Kusto Query Language with Azure Notebooks and Azure Data Explorer

Getting Started with KQL

Microsoft Azure notebooks https://notebooks.azure.com now supports KQL, which enables notebooks to query big data stores such as Azure Log Analytics and Application Insights Analytics. You can get started using the KQL Sample notebooks in GitHub.

This becomes even more interesting as Azure Data Explorer and its documentation is an excellent place to educate yourself on the Kusto Query Language.  You can also see the KQL Samples on Azure Notebooks at https://aka.ms/kqlmagicsamples.

Why Azure Data Explorer?

Perform ad-hoc queries on terabytes of data with Azure Data Explorer—a lightning-fast indexing and querying service to help you build near real-time and complex analytics solutions. Azure Data Explorer allows you to quickly identify trends, patterns, or anomalies in all data types inclusive of structured, semi structured and unstructured data.

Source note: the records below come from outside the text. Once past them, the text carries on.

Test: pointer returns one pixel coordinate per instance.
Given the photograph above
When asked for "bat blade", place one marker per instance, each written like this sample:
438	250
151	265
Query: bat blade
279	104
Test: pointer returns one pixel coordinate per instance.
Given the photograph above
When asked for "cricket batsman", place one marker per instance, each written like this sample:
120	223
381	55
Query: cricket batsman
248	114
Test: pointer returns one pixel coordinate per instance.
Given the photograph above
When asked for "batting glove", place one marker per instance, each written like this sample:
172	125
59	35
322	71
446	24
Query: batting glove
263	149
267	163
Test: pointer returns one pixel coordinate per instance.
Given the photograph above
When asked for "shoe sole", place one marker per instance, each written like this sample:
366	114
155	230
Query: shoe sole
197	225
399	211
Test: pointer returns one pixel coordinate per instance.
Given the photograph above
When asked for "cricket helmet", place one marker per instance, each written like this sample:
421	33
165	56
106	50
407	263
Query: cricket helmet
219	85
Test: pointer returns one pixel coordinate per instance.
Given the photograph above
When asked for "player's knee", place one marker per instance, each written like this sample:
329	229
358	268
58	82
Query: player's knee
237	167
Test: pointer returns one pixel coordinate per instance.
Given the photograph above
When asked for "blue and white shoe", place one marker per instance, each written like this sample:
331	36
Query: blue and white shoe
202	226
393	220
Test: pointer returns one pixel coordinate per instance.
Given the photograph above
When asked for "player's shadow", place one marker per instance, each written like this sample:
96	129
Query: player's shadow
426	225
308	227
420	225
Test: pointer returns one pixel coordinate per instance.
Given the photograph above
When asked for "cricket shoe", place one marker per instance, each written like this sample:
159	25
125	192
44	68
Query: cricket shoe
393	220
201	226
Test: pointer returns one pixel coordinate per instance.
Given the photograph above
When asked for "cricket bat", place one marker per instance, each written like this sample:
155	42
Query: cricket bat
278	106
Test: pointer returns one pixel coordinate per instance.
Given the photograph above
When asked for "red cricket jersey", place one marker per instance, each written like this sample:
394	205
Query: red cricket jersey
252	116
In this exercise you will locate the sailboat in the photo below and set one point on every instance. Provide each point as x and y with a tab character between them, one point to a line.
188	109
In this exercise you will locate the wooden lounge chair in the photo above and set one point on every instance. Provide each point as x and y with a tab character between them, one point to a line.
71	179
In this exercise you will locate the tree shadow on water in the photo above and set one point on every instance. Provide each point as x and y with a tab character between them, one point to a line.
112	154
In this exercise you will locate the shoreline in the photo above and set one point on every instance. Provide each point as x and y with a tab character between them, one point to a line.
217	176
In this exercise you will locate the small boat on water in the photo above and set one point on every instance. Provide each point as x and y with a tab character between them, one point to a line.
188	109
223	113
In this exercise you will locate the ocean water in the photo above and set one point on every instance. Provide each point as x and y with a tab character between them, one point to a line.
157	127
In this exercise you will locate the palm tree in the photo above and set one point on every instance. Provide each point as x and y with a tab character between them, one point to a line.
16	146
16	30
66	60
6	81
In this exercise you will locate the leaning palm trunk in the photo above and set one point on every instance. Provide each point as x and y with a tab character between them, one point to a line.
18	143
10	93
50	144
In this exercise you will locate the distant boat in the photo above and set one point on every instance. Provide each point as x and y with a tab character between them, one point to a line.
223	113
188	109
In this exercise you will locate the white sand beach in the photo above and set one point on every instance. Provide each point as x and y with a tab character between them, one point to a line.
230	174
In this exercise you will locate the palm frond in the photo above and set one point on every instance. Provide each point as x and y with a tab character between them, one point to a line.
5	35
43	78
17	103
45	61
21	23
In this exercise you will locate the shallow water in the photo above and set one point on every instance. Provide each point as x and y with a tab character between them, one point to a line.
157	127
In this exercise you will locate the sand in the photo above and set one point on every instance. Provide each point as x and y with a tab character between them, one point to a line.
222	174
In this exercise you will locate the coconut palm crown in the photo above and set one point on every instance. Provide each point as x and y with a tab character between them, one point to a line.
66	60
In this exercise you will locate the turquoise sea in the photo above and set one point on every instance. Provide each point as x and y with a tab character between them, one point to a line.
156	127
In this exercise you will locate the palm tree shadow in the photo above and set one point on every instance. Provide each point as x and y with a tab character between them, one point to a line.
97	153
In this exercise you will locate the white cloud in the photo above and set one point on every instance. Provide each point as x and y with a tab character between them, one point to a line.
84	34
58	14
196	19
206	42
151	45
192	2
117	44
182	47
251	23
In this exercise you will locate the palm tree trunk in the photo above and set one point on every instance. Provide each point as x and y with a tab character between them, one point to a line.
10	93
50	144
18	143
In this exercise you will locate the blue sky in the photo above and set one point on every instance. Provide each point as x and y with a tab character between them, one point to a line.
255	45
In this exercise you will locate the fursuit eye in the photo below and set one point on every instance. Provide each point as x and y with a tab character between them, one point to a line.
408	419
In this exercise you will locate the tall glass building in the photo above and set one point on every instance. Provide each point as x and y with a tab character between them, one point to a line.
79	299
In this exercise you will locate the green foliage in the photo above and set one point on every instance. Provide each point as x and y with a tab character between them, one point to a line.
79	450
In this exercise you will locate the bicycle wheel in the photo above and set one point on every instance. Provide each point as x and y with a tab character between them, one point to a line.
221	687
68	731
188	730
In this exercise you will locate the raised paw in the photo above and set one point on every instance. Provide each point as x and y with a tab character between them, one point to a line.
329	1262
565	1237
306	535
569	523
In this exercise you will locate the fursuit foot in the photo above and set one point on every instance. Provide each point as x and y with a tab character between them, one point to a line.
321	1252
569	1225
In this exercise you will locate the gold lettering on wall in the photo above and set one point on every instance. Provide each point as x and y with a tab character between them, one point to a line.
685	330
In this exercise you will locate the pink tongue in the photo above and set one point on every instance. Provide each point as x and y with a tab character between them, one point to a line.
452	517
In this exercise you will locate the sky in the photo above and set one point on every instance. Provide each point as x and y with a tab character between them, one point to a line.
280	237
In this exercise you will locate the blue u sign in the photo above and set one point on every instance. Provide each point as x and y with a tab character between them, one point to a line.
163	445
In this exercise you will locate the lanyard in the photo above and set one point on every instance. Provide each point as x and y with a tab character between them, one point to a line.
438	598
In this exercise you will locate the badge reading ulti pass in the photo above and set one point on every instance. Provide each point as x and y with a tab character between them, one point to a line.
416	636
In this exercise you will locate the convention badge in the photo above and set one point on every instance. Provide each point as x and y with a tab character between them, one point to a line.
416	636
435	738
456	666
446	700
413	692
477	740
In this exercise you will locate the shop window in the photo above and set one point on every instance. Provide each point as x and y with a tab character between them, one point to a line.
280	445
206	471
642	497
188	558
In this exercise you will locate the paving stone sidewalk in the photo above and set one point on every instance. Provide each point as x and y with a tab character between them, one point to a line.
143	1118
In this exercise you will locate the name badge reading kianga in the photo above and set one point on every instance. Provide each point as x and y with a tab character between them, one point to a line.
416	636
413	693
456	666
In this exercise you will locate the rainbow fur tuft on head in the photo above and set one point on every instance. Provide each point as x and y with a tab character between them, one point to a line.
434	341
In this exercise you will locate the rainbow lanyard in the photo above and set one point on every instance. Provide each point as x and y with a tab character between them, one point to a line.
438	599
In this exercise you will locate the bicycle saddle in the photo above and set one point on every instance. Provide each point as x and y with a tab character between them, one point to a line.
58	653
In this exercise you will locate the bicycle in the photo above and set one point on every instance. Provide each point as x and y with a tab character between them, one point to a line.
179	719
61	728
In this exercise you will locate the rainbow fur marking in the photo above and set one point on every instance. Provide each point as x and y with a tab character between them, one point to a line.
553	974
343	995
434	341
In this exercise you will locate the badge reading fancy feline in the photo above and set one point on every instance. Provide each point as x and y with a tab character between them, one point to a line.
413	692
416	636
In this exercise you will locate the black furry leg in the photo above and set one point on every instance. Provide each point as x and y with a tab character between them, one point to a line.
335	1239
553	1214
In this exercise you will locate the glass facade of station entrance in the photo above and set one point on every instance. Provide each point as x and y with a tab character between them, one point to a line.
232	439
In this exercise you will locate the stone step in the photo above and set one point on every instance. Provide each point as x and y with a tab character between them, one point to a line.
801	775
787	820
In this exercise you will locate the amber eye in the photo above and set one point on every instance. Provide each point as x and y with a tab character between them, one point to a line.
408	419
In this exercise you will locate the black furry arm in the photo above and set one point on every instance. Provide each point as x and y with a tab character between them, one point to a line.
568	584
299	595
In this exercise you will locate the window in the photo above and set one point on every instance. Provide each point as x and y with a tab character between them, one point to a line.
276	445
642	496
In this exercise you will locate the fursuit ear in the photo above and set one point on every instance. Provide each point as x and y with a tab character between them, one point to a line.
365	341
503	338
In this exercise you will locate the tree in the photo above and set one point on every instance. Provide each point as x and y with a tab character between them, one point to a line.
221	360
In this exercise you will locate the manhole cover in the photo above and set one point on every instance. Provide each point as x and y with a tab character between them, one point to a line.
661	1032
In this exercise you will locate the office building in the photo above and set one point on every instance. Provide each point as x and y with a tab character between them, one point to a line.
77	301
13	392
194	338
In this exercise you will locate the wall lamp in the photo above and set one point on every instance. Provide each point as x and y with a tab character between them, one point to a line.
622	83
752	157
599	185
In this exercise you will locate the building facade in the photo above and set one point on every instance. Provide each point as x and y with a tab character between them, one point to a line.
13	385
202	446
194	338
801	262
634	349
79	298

  • Build powerful, interactive analytics solutions
  • Get started and scale to terabytes of data, in minutes
  • Quickly discover insights from large volumes of event data
  • The Azure Data Explorer white paper also covers the basics of the query language.

Learning about KQL

There's also a 4-hour Pluralsight course which will really jump start you on KQL.

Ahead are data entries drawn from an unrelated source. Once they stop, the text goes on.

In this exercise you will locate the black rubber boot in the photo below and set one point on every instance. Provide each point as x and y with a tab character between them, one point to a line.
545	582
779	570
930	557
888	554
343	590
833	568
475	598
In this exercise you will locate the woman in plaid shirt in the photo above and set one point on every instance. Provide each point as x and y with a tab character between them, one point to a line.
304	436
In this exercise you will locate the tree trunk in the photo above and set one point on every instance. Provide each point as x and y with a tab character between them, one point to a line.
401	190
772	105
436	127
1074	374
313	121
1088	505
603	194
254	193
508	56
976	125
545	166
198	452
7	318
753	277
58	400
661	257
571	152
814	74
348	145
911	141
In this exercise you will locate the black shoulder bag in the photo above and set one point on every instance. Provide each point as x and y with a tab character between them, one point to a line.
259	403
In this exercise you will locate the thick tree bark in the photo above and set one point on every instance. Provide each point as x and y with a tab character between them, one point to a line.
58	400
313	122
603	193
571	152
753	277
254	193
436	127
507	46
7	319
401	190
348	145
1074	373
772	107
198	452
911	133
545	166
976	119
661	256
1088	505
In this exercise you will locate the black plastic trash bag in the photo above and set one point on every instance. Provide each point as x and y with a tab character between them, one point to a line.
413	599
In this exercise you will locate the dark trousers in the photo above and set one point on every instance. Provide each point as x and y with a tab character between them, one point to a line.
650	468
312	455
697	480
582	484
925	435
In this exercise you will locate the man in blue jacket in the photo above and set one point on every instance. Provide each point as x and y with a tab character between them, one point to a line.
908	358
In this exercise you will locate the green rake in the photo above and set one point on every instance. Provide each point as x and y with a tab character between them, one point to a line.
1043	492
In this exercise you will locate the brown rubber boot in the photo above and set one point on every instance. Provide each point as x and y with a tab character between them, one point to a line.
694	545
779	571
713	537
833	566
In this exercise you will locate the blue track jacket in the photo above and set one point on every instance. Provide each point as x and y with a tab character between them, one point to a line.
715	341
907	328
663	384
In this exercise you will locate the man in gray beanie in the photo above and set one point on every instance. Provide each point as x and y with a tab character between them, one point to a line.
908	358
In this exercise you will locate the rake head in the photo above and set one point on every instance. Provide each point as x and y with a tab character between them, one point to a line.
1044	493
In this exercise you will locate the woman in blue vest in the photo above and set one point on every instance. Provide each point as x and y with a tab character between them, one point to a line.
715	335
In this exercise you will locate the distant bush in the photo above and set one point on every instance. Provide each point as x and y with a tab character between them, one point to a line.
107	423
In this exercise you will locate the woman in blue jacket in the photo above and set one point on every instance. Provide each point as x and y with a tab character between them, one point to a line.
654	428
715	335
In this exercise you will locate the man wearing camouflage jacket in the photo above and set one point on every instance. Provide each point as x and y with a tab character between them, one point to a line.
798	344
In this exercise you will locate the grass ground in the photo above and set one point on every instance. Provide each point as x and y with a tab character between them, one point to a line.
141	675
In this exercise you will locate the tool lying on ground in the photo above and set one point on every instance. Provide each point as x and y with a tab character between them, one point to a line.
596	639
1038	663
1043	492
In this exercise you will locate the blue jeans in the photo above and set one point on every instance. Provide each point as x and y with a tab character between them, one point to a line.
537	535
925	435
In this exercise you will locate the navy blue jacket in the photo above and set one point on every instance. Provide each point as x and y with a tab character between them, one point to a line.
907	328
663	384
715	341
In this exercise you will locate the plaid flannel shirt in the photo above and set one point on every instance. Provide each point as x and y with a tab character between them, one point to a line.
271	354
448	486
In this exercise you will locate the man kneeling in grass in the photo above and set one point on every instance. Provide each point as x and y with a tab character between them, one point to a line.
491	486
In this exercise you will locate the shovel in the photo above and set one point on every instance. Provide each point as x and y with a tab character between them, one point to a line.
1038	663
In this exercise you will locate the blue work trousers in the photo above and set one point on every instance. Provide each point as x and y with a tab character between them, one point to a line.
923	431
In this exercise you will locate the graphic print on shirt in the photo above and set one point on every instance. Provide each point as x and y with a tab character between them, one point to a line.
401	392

Here a quick overview of KQL

Queries generally begin by either referencing a table or a function. You start with that tabular data and then run it through a set of statements connected by pipes to shape your data into the final result.

KQL Basics

  • where - The "where" operator allows you to filter your data. So if you start with TableA and you want to only keep events that have a certain key,you would use:

     TableA | where MyKey='MyValue'
    
  • project/extend - These two operators help you pick the fields that you want to show up in your output. Extend adds a new field and project can either choose from the existing set of fields or add a new field. These two statements produce the same result:

     T | project A, B, C=D+E
    
    T | project A, B | extend C=D+E
    
  • count - The count operator returns a scalar value of the number of rows in the tabular set.

     T | count
    
  • summarize - This is a big topic, but we'll keep it light for now. The summarize operator can perform aggregations on your dataset. For example, the count operator mentioned above is short for:

     T | summarize count()
    

    You can specify a number of aggregations over a variety of fields:

     T | summarize count(), sum(A), avg(B) by C, D
    

    The bin() function is often used in conjunction with summarize statements. It lets you group times (or numbers) into buckets.

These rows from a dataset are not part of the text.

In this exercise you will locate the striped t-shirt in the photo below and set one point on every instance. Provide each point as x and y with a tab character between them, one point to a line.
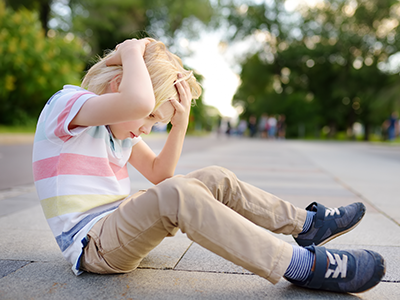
80	174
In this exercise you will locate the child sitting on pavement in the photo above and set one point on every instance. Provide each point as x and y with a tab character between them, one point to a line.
86	137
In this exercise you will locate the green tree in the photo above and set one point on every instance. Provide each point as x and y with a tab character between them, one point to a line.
33	67
105	23
42	6
333	54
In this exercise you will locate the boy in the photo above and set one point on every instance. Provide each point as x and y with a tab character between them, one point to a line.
84	140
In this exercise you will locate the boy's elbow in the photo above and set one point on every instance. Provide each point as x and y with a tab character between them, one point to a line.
142	106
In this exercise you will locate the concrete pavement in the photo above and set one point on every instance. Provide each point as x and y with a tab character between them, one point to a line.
335	174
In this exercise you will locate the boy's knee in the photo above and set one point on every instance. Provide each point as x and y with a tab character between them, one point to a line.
214	174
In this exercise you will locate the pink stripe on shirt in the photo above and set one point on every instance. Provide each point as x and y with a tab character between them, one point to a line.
60	131
76	164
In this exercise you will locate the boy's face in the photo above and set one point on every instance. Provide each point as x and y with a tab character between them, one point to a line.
135	128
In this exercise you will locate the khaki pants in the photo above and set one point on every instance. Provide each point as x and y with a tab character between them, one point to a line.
213	208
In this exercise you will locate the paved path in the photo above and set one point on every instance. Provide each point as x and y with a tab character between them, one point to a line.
31	266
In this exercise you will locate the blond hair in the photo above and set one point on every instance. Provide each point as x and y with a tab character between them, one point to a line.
162	65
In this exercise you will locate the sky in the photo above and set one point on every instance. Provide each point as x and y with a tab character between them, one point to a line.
220	80
220	71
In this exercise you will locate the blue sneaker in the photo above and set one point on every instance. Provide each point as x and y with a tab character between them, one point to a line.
351	271
330	223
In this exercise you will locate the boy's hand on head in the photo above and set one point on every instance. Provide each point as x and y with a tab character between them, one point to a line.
182	107
128	47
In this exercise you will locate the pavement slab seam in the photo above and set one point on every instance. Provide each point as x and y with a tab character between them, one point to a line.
361	196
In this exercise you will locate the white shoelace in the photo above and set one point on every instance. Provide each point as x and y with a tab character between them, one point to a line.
331	211
341	267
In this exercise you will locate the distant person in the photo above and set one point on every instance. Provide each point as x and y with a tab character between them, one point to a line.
252	125
242	127
272	127
281	127
228	128
84	141
263	126
391	126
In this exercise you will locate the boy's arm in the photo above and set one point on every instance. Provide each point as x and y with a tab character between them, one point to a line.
132	99
158	168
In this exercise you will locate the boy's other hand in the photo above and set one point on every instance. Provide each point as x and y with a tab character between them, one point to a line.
182	107
128	47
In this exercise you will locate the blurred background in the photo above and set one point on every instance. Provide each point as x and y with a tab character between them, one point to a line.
270	69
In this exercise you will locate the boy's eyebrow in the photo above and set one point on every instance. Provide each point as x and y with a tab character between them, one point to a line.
161	117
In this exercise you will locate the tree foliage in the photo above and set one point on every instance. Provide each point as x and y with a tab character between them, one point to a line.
32	67
323	66
105	23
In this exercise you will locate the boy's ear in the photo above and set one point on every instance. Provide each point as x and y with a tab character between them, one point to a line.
115	82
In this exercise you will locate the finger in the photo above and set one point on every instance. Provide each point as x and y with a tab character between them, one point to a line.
176	104
180	87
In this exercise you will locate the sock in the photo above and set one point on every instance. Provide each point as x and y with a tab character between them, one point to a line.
308	222
300	265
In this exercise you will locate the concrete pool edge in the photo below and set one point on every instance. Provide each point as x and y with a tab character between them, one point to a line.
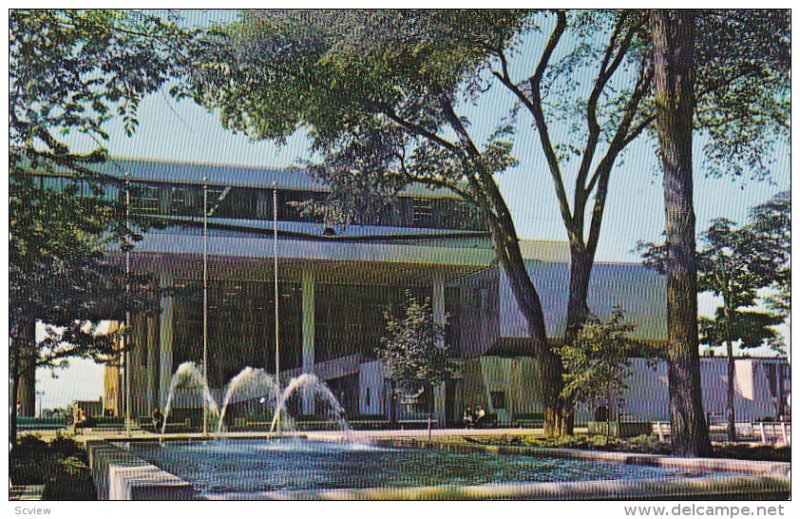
755	467
713	487
139	479
121	476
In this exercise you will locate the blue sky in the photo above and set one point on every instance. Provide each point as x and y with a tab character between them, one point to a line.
634	211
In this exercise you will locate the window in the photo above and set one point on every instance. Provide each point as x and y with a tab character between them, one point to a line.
178	202
422	211
145	198
498	399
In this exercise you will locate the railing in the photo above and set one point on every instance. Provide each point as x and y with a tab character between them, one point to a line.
763	432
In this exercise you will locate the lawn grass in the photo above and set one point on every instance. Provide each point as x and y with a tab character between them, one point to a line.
639	444
61	465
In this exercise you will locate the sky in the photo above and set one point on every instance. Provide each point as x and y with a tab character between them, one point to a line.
182	131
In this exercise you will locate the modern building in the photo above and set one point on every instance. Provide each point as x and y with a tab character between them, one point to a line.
334	285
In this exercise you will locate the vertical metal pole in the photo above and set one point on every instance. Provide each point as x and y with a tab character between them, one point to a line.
126	350
205	301
275	258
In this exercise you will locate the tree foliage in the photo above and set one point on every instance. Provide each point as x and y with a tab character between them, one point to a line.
736	264
598	361
382	94
770	224
414	352
391	97
70	73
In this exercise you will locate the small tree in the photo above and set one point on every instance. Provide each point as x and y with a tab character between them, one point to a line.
414	351
597	362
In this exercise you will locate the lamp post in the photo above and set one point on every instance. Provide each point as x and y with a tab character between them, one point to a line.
205	300
126	352
275	265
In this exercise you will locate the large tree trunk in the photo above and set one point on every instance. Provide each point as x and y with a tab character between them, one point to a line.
22	362
730	413
577	307
673	41
12	433
549	366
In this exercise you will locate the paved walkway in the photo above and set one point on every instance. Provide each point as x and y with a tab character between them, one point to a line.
26	493
364	435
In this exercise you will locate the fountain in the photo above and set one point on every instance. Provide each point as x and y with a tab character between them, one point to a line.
250	383
189	375
317	388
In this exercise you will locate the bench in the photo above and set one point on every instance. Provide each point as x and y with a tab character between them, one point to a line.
416	423
528	421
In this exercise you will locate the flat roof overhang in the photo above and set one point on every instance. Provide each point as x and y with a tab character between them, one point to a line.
248	258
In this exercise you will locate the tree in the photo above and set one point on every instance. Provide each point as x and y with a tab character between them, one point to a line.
385	95
71	72
735	264
730	266
696	54
597	362
414	351
379	91
770	225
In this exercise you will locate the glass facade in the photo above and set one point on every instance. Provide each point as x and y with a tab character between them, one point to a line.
161	198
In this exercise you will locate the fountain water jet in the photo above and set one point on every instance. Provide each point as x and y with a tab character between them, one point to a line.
253	382
318	388
189	375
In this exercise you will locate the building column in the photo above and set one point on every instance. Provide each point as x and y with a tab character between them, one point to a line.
437	304
308	335
165	338
26	389
152	363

     T | summarize count() by bin(TimeStamp, 1d) // count the number of rows per day
    
  • join - Many types of joins are supported but the common ones are inner join (keep rows that match on both sides) and leftouter (keep all rows from the left side and include matching rows from the right). You technically don't have to specify a join kind but I recommend that you always do. It makes for easier readability and the default probably isn't what you expect.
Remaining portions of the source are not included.